There are plenty or teachers, mechanics, plumbers and electricians in the Mid west and the South!
Those boys were economically in trouble in the richest country on earth in the history of mankind so all was left to them was to sign up to go kill under equipped third world civilians!?
I'll consider each one of them a criminal, unless they they can prove other wise!
Check the link below, if it doesn't make you vomit I don't know what will!
http://vimeo.com/11491707
That is a good article. It expresses my feelings almost perfectly.
"Once we’re all finally distracted from the possibility of the Gulf of Mexico being turned into a dead sea by the next 24/7 crisis, if nothing much changes, expect repeats."
I've noticed that the 29 dead coal miners have already be relegated to the memory hole in the MSM.
I watched some NBC, ABC, and CBS news yesterday an the coal miners are forgotten already. There was another theme of tighter regulations (the violation of civil rights) on the citizens because of Times Square but not a word about tighter regulations for coal or oil extraction even though there are 40 verifiable corpses from the past few weeks. The Times Square yahoo didn't kill anybody but King CONG does daily.
How can paid professional soldiers be called volunteer?
I see it coming, and I think that it's already here, but I have no idea what to do about it. My city is so small that we all live in one zip code.
However, for the last 6 months, I am seeing more and more police helicopters flying overhead at all times of the day and night. I heard no sirens, so what are they doing up there?
Last night, ( no sirens, mind you) they were flying around from about 9:00 pm until 1:00 in the morning! I am NOT getting used to this. I already feel like I'm living in Afghanistan.
Last week, when I went to the market, a helicopter was hovering over the market in the middle of the day; when I exited the market, it was still there. Was there a robbery? No sirens. Was there a police presence on the ground? No. Maybe those who "protect and serve" are just bored and are instituting their own war games. What happened to my city, my country, my Constitution?
The local paper carried complaints of how these "things" are keeping whole neighborhoods up at night. Yes, you guessed it, as the story reported this is done for "our safety."

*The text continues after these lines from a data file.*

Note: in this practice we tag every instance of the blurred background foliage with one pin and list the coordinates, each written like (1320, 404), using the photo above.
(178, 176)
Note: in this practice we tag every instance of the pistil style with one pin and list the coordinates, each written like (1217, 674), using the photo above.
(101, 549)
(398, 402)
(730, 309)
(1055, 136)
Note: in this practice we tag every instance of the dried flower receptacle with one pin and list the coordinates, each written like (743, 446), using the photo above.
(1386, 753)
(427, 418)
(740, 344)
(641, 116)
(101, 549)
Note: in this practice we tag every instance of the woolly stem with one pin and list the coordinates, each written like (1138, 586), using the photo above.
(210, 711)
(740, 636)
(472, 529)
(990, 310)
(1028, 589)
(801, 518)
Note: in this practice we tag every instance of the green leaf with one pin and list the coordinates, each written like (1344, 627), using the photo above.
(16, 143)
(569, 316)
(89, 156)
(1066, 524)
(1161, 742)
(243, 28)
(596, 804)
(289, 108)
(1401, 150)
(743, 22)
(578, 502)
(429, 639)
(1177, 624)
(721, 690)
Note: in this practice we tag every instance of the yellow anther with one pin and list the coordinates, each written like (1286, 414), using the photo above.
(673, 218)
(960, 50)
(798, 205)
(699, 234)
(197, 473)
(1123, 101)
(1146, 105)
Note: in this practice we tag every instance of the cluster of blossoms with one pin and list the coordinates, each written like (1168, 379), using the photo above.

My little city is right next door to 2 bigger cities that seem to love having and using helicopters.I never realized that this little town was so crime ridden; however it's the " paid " Darth Vaders of the air that are giving me the " criminal" creeps.
Those who respond to the poverty draft are mercenaries, too, just underpaid.
Of course, that does not apply to those who may also be poor but join out of ignorance that goes beyond just imagining that murder will get them well paid and cared for.
The mercenaries, many of them, are part of a poverty draft, too, victims of extended empire who succumb to despair with solidarities so often not observed.